Common Issues

Tasks are not executed

If the tasks remain in Blocked state probably there are no existing resources matching the specific task constraints. This error can be potentially caused by two facts: the resources are not correctly loaded into the runtime, or the task constraints do not match with any resource.

In the first case, users should take a look at the resouces.log and check that all the resources defined in the project.xml file are available to the runtime. In the second case users should re-define the task constraints taking into account the resources capabilities defined into the resources.xml and project.xml files.

Jobs fail

If all the application’s tasks fail because all the submitted jobs fail, it is probably due to the fact that there is a resource miss-configuration. In most of the cases, the resource that the application is trying to access has no passwordless access through the configured user. This can be checked by:

  • Open the project.xml. (The default file is stored under /opt/COMPSs/ Runtime/configuration/xml/projects/project.xml)
  • For each resource annotate its name and the value inside the User tag. Remember that if there is no User tag COMPSs will try to connect this resource with the same username than the one that launches the main application.
  • For each annotated resourceName - user please try ssh user@resourceName. If the connection asks for a password then there is an error in the configuration of the ssh access in the resource.

The problem can be solved running the following commands:

compss@bsc:~$ scp ~/.ssh/id_rsa.pub user@resourceName:./myRSA.pub
compss@bsc:~$ ssh user@resourceName "cat myRSA.pub >> ~/.ssh/authorized_keys; rm ./myRSA.pub"

These commands are a quick solution, for further details please check the Additional Configuration Section.

Exceptions when starting the Worker processes

When the COMPSs master is not able to communicate with one of the COMPSs workers described in the project.xml and resources.xml files, different exceptions can be raised and logged on the runtime.log of the application. All of them are raised during the worker start up and contain the [WorkerStarter] prefix. Next we provide a list with the common exceptions:

InitNodeException
Exception raised when the remote SSH process to start the worker has failed.
UnstartedNodeException
Exception raised when the worker process has aborted.
Connection refused
Exception raised when the master cannot communicate with the worker process (NIO).

All these exceptions encapsulate an error when starting the worker process. This means that the worker machine is not properly configured and thus, you need to check the environment of the failing worker. Further information about the specific error can be found on the worker log, available at the working directory path in the remote worker machine (the worker working directory specified in the project.xml} file).

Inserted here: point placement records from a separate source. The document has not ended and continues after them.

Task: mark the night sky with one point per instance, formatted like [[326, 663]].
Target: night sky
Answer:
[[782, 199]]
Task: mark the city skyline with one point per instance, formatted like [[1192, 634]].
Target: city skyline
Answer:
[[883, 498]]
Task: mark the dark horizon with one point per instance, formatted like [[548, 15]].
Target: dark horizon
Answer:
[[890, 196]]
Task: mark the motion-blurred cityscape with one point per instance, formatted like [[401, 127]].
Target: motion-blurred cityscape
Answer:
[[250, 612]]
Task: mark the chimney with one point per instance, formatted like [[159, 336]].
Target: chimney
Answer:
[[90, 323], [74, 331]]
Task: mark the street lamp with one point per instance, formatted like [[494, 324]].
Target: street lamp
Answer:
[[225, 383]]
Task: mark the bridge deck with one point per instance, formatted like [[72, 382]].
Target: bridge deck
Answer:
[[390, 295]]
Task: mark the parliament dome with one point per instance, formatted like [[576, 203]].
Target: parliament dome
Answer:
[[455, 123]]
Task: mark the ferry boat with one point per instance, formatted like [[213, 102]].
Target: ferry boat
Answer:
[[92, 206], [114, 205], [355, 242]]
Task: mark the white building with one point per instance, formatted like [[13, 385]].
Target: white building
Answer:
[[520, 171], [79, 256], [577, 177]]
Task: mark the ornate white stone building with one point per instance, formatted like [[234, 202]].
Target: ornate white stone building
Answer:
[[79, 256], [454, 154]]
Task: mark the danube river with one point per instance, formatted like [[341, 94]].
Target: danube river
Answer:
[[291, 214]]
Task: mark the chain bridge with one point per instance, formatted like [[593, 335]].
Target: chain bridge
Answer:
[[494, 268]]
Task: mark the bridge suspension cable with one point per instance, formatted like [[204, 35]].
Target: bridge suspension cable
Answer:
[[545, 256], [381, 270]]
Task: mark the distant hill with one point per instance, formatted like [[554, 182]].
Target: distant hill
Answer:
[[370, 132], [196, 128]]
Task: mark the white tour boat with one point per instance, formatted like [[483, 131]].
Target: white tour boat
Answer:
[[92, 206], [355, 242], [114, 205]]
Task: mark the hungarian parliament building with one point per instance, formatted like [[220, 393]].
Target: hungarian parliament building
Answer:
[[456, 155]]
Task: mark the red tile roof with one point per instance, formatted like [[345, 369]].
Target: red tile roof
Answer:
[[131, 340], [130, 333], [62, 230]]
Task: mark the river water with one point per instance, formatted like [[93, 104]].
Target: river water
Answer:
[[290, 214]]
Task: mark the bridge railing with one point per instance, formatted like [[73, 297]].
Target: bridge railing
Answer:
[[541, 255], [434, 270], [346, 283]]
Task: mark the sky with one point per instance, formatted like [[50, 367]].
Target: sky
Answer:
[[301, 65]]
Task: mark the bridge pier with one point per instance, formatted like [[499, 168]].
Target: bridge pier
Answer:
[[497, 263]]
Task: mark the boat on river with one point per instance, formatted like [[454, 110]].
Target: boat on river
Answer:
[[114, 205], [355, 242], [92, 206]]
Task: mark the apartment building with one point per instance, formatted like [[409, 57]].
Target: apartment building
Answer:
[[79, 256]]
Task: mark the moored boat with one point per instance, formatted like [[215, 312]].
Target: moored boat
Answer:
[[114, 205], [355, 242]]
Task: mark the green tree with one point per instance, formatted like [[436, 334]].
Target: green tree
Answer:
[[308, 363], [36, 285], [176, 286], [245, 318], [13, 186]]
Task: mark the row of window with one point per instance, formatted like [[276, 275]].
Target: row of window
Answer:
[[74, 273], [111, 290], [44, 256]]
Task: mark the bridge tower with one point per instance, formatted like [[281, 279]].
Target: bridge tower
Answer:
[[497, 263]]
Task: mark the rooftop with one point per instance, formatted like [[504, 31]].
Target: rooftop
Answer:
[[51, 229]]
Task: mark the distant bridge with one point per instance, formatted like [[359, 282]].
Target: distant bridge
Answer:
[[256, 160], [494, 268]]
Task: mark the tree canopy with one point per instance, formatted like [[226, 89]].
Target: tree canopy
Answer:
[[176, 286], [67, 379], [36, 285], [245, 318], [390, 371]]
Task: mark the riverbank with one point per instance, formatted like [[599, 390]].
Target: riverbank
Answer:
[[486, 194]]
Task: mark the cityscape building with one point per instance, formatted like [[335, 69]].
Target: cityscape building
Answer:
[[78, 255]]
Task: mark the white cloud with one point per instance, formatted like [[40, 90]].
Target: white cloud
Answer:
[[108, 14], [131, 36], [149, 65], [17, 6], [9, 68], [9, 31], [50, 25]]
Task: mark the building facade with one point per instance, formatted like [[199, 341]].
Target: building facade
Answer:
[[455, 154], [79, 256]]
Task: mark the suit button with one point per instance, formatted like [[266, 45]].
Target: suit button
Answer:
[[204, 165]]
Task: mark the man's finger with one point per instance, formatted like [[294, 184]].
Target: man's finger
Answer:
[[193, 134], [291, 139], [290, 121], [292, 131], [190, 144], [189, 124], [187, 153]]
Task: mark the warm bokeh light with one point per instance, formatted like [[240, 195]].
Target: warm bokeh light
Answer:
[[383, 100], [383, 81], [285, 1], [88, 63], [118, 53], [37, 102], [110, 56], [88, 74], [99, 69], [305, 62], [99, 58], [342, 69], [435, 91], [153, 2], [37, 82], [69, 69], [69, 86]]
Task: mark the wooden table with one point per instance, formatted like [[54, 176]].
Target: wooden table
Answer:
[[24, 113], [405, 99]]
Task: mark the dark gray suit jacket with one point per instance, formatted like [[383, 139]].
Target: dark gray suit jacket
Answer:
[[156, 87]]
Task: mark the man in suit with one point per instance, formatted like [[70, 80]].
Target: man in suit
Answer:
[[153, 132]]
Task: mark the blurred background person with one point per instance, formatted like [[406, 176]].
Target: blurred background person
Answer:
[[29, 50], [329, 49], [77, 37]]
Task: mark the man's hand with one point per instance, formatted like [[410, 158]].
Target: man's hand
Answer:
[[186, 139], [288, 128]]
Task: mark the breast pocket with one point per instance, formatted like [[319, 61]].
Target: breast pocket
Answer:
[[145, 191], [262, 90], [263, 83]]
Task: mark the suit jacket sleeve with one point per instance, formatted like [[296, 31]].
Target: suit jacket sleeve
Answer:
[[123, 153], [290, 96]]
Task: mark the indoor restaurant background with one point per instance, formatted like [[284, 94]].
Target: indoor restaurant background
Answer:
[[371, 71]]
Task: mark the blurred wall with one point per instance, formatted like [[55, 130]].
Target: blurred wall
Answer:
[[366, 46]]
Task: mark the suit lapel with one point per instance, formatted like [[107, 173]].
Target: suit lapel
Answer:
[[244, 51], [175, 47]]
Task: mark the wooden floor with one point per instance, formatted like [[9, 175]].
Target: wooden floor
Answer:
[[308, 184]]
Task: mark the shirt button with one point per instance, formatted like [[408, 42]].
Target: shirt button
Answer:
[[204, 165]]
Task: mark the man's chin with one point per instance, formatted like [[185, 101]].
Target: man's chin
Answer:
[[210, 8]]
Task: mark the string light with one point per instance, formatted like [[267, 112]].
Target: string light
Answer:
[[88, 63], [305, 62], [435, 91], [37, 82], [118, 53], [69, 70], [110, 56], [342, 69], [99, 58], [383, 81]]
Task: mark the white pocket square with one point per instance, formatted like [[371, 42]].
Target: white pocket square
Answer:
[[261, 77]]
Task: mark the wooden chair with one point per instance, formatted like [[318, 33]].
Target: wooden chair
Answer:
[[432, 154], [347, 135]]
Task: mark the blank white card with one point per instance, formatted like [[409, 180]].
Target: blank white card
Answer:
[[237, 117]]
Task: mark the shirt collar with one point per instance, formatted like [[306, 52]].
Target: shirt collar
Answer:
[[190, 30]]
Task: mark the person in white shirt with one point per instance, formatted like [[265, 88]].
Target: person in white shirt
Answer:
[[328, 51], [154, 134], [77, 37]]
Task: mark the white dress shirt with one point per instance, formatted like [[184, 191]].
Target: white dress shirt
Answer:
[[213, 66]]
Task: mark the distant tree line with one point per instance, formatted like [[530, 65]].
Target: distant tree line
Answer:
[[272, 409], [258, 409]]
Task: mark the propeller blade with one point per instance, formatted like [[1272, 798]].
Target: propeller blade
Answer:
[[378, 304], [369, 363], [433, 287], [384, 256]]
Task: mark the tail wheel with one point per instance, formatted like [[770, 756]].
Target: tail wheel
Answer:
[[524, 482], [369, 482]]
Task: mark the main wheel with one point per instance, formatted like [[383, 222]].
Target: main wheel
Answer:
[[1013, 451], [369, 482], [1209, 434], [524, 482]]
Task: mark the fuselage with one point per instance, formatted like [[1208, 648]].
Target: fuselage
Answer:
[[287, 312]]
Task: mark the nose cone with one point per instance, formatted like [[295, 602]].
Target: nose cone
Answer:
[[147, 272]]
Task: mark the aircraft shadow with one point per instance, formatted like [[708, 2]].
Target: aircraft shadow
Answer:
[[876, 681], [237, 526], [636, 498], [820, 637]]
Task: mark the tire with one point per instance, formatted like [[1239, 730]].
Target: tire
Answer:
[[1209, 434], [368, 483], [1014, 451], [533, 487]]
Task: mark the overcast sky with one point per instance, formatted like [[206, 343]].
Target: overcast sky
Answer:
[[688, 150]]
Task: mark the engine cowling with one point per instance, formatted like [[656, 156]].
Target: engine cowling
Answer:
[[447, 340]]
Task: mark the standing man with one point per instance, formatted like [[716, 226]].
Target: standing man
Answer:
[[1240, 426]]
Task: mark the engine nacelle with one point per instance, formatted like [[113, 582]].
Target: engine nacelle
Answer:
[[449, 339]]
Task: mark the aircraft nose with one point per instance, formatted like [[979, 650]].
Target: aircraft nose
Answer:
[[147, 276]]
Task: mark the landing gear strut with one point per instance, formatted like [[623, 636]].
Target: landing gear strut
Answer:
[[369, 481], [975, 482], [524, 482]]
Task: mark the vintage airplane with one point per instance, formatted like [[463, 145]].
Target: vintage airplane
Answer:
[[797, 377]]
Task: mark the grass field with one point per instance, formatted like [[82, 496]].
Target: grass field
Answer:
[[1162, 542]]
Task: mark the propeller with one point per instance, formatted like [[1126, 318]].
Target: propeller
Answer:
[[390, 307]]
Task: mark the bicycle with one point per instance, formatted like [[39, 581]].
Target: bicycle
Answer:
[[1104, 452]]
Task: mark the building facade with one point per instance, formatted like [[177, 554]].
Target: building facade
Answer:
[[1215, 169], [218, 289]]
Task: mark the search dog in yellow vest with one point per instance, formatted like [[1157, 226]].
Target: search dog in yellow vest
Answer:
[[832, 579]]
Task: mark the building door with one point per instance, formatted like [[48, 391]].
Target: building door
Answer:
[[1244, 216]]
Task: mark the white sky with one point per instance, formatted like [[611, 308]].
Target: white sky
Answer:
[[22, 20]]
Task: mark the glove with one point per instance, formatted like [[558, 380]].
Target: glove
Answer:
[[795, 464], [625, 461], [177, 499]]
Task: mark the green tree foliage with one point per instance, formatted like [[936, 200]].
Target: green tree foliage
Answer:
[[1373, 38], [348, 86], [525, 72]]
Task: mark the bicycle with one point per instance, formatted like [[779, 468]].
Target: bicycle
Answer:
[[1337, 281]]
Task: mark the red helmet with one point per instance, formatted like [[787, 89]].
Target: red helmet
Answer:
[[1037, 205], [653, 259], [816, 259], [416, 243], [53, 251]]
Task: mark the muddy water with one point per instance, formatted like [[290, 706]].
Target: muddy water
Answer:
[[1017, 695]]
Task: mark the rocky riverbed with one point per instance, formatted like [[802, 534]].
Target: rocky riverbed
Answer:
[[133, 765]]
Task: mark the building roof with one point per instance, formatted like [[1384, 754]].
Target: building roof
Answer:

Next, we list the most common errors and their solutions:

java command not found
Invalid path to the java binary. Check the JAVA_HOME definition at the remote worker machine.
Cannot create WD
Invalid working directory. Check the rw permissions of the worker’s working directory.
No exception
The worker process has started normally and there is no exception. In this case the issue is normally due to the firewall configuration preventing the communication between the COMPSs master and worker. Please check that the worker firewall has in and out permissions for TCP and UDP in the adaptor ports (the adaptor ports are specified in the resources.xml file. By default the port rank is 43000-44000.

Compilation error: @Method not found

When trying to compile Java applications users can get some of the following compilation errors:

error: package es.bsc.compss.types.annotations does not exist
import es.bsc.compss.types.annotations.Constraints;
                                          ^
error: package es.bsc.compss.types.annotations.task does not exist
import es.bsc.compss.types.annotations.task.Method;
                                          ^
error: package es.bsc.compss.types.annotations does not exist
import es.bsc.compss.types.annotations.Parameter;
                                          ^
error: package es.bsc.compss.types.annotations.Parameter does not exist
import es.bsc.compss.types.annotations.parameter.Direction;
                                                    ^
error: package es.bsc.compss.types.annotations.Parameter does not exist
import es.bsc.compss.types.annotations.parameter.Type;
                                                    ^
error: cannot find symbol
@Parameter(type = Type.FILE, direction = Direction.INOUT)
^
  symbol:   class Parameter
  location: interface APPLICATION_Itf

error: cannot find symbol
@Constraints(computingUnits = "2")
^
  symbol:   class Constraints
  location: interface APPLICATION_Itf

error: cannot find symbol
@Method(declaringClass = "application.ApplicationImpl")
^
  symbol:   class Method
  location: interface APPLICATION_Itf

All these errors are raised because the compss-engine.jar is not listed in the CLASSPATH. The default COMPSs installation automatically inserts this package into the CLASSPATH but it may have been overwritten or deleted. Please check that your environment variable CLASSPATH containts the compss-engine.jar location by running the following command:

$ echo $CLASSPATH | grep compss-engine

If the result of the previous command is empty it means that you are missing the compss-engine.jar package in your classpath.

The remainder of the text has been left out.